Emek Sineması 2000’li yılların başında el değiştirmiş ve sonunda otopark olmuş. Nihat Kuş’un özlemle andığı sinema da şehre güzellik katan daha pek çok mekan gibi zamana yenilmiş.

‘NİHAT ABÊ’NİN NE ÖNERDİĞİ ÖNEMLİ’

Biz Nihat Kuş ile sohbet ederken gazeteci arkadaşım Mahmut Bozarslan da katılıyor bize. “Benzin parası, otopark parası veriyorum buraya gelmek için” diyor. Sonra Mahmut, “Senin ne istediğin önemli değil, Nihat Abinin ne önerdiği önemlidir” diye bir tespit yapıyor. Bunu, Nihat Kuş’un o gün için hazırladığı yemeklerde bir ‘kusur’ varsa, asla müşteriye vermeyeceğini anlatmak için belirtiyor. Nihat Kuş da, “Eğer o gün kavurmanın yağı fazlaysa müşteriye asla vermem” diyor.

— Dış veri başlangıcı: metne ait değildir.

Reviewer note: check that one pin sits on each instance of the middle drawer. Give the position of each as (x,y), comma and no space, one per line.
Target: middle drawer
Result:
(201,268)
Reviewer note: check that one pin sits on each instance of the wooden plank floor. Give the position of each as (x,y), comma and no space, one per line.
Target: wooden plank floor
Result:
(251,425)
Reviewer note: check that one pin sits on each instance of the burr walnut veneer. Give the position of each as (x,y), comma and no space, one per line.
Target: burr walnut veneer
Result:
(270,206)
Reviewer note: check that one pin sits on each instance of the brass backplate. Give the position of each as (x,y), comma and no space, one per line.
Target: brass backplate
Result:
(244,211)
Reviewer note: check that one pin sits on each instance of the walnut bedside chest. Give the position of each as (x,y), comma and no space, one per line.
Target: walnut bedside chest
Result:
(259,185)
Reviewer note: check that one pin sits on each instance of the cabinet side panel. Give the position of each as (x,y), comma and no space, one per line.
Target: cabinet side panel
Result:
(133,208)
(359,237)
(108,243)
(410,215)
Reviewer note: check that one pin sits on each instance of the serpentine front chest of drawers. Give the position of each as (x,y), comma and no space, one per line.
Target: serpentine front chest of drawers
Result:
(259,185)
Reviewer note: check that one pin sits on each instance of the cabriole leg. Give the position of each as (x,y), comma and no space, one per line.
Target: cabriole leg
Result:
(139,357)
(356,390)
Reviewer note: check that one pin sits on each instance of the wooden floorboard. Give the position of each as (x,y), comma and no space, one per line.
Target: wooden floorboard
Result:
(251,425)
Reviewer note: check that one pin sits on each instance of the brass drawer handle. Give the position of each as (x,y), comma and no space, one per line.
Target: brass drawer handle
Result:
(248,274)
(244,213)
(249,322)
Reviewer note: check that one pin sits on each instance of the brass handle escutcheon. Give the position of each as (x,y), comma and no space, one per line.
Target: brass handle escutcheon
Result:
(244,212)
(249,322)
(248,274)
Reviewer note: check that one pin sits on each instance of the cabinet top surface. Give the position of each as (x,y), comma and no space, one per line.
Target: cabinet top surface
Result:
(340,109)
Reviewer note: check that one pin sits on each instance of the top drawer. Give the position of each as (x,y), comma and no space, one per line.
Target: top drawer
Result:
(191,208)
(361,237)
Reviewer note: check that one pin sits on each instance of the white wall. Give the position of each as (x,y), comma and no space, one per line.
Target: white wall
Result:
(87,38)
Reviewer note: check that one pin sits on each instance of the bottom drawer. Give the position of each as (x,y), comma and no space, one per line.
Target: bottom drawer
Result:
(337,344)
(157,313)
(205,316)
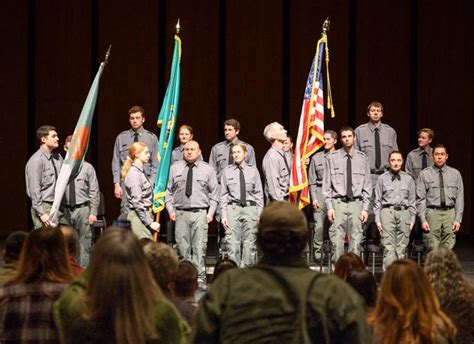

Kavurmayı, sucukları, köfteyi kendisi hazırlıyor. Mümkün olduğunca marketten yemek malzemesi almıyor. İşini seviyor, büfeye gelen müşteriyle dostluk kurmayı başarabiliyor. Böyle olunca insanın müşteriye kötü yemek vermesi pek mümkün olmuyor elbette. Kötü yemek vermeyeceğini bildiğin insan için de Diyarbakır’ın öbür ucundan kalkıp gelirsin Mahmut gibi.

Ev yemekleri de hazırlanıyor Aydın Büfe’de. Bu nedenle öğlen yemeği için gelenler, menüdeki bu yemekleri de tadabiliyor. “Ekmek arası köfte hem çok lezzetli hem de diğer lokantalara göre çok ucuz” diyen Nihat Kuş’u dinlerken Diyarbakır’da iyi köftenin yapılabileceğine inanıyorum.

KAHVALTI MEKANLARININ ŞATAFATI

Aydın Büfe’ye kahvaltı için de geliyor insanlar. Hafta içi daha çok tost yemek için gelen insanlar, hafta sonu donanımlı bir kahvaltı için uğruyorlar. Son yılların modası şatafatlı kahvaltı salonlarına pek benzemiyor buradaki kahvaltı. Kahvaltıda ne yemek istiyorsan onu seçiyorsun. Bal-kaymak da Nihat Kuş’un kendi elleriyle hazırladığı reçeller de var Aydın Büfe’de, Derik’in meşhur yeşil zeytini de. Kahvaltı salonlarını hatırlatınca konuşmak istemiyor, “Keşke market ürünlerine bu kadar yer vermeseler” diyerek geçiştiriyor.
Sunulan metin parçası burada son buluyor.